In past releases, this feature was hard to discover and use. At a superficial level, the UI to control it was buried in Settings → Details → Users → (select a non-administrator user) → (scroll down) → (frame within frame within frame). But the real issue was that many Endless OS systems have the child as the primary, administrator user, created through Initial Setup when the machine is unboxed. To meaningfully use parental controls, you’d need to create a separate parent user, then downgrade the child’s account, neither of which is a particularly discoverable operation.
In autumn last year, we met with Allan Day, Richard Hughes and Matthias Clasen from Red Hat to talk through this problem space. Following that, Robin Tafel, Philip Withnall and Matthew Leeds designed and implemented a new flow for parental controls. The key changes are:
- Parental controls can be enabled during initial setup. Check a box, choose some options, and specify a parent password.
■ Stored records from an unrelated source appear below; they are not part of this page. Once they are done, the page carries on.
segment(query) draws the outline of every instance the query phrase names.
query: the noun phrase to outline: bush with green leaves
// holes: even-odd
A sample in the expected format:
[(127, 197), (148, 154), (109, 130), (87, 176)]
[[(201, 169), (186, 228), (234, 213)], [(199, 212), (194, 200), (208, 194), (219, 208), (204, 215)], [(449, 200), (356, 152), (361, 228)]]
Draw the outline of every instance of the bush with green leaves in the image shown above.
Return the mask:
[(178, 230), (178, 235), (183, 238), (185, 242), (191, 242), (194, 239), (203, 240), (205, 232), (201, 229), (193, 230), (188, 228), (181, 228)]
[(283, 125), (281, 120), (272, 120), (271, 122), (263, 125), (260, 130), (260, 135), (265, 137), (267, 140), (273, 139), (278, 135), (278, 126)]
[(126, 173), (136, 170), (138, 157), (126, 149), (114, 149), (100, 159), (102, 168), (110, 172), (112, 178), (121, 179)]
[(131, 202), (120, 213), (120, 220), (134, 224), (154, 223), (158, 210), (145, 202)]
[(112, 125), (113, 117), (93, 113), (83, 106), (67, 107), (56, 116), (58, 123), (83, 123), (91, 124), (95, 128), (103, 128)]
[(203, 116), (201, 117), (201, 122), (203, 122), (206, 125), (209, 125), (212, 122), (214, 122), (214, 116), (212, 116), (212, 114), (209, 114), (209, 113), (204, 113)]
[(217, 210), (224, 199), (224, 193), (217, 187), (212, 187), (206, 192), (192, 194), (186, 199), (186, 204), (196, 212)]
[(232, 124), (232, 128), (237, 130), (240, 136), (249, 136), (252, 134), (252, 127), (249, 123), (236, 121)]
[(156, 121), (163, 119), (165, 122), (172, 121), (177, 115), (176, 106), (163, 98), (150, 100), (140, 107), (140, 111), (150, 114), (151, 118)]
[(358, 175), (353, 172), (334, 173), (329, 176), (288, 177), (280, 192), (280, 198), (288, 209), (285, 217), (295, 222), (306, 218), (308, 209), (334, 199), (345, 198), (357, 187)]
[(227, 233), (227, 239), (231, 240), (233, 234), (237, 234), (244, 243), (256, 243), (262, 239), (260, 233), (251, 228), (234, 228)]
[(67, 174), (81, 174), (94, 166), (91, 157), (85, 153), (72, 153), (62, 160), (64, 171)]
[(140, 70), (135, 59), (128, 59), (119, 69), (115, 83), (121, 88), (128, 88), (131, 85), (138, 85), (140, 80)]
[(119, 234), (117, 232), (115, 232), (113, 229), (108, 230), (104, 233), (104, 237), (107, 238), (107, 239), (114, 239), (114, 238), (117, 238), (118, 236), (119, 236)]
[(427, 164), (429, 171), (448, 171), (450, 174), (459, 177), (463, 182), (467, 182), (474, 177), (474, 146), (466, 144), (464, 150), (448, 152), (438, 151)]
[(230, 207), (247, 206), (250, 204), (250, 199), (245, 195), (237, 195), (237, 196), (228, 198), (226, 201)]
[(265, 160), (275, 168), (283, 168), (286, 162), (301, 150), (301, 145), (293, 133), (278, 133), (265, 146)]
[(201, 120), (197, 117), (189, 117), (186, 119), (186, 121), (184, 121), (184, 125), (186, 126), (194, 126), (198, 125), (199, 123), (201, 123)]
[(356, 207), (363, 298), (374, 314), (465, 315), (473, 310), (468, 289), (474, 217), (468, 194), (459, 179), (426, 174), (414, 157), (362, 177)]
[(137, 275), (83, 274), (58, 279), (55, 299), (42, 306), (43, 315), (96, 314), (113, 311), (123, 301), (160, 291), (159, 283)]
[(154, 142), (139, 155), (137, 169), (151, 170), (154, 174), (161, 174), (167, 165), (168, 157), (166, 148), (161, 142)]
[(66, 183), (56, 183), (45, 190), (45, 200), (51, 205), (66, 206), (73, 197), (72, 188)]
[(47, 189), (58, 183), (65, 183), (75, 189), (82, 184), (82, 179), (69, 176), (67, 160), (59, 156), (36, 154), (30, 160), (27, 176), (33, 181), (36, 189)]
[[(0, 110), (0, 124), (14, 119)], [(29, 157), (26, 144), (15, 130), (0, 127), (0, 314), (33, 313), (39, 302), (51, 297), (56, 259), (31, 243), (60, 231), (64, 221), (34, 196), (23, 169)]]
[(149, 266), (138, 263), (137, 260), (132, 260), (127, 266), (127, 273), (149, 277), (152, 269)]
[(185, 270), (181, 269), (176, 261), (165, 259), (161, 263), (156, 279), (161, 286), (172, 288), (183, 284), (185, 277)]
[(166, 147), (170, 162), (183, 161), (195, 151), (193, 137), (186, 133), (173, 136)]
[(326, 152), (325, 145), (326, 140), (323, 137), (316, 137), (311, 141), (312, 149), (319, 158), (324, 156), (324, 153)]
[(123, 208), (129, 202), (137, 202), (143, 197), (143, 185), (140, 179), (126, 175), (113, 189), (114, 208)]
- Once initial setup is complete, there is a dedicated Parental Controls app.
There are a few downstream bits and bobs outstanding, such as a cross-reference from GNOME Settings’ Users panel, but the bulk of this feature is available upstream in GNOME Initial Setup, Software, and Shell 3.36. Parental controls needs close integration with the application management infrastructure, and Flatpak upstream has the necessary hooks. On Endless OS, supporting Flatpak apps — plus Chromium as a special case — is good enough, since that is the sole mechanism for installing applications. It would be great to see support in Malcontent for other package and app managers.
Special thanks to Jakub Steiner for creating a great icon at very short notice.
Renaming Folders
One of the biggest differences between vanilla GNOME and Endless OS is the app grid, which in Endless is on the desktop and fully under the user’s control. Georges Stavracas has been incrementally chipping away at this, and support for renaming folders landed in GNOME 3.36.
The Long Tail
Besides highly-visible new features and redesigns, much (perhaps even most?) of the work of maintaining a desktop is in the parts you don’t see: improving libraries and plumbing, incremental tweaks to user interfaces, and dealing with the wide variety of hardware, software and users that interact with GNOME. Spelunking through the commit histories of various projects, I see many names of colleagues present and past, including André Moreira Magalhães and Philip Chimento respectively. Jian-Hong Pan from the Endless kernel team makes an appearance in GNOME Settings, as does a feature from erstwhile Endless kernel hacker Carlo Caione dating back to 2018.
Umang Jain, Philip Withnall and Matthew Leeds have put a lot of work into improving the robustness of GNOME Software and Flatpak, and there’s more landing as we speak. I’m particularly glad that Matthew has been tracking down missing Flatpak app updates in GNOME Software – bugs which hide information can be the trickiest ones to spot. And Philip is solving the latest Mystery of the Missing Progress Bar when installing Flatpak apps in GNOME Software.
I’m certain I’ve missed many great contributions. Please forgive me, fellow Endlessers.
A Broad Church
Perhaps my favourite part of being involved in GNOME is collaborating with great people from organisations who, in a different world, might be bitter rivals. All of the work I’ve described was a joint effort with others from the GNOME community; and, just as other distributors share the fruits of our labour, we and our users share the fruits of theirs. This is the latest in a long line of great GNOME releases – long may this trend continue.